Glad I never picked it back up. Played Vanilla with close friends when it came out, stopped playing then picked up BC. Stopped playing, picked up Wrath.
Each time I started playing again, fewer and fewer of my friends were playing, and the game became less and less about the interesting story and more and more about grinding.
As someone who's played more or less continuously, I'm slightly mystified by this assessment. Every expansion they've told a tighter story, and more of it. Hellfire Peninsula and to a lesser extent the rest of Outland is the grindiest stuff left
In classic (which I leveled through plenty even if I never played it as endgame), most of the world was pretty disconnected. It had a lot of depth and charm that's been lost, but not so much 'story'.
In TBC, you sometimes got good arcs with significant storytelling, but this only happened in a few places (Blood Elf and Dranei starting zones, a little bit in Nagrand for Horde, some in Blade's Edge and Netherstorm, a little in Shadowmoon for attunement quests)

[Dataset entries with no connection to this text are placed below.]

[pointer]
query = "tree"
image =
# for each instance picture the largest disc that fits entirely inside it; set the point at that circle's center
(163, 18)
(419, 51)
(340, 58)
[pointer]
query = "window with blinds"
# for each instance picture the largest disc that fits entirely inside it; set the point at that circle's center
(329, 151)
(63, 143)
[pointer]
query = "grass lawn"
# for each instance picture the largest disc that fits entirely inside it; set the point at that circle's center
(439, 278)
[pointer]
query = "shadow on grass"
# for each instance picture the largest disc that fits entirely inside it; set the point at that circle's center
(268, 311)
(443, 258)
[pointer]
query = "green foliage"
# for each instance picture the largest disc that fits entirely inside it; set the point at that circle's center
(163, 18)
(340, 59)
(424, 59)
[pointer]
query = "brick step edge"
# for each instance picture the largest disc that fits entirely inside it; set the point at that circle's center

In Wrath, the entire expansion actually told a story, and each zone tended to have a good story or two on its own.
In Cata, they made everything cinematic: each zone told a story. More true of the new zones, but the rebuilt leveling zones had this too.
In Mists, they made the idea of a zone being comprised not of x quests but of storylines explicit and the progression of the expansion was the rise and fall of Garrosh Hellscream
In Draenor, they kept the mists-era storyline system and added even heavier phasing to certain zones to tell a sweeping story with media-like pacing
It's not necessarily better. The world feels smaller, like there's less to do and less to discover, but it's not grindy. Heck, that might be part of the problem. I was more engaged when there were difficult grinds like Netherwing than in the endgame of Draenor.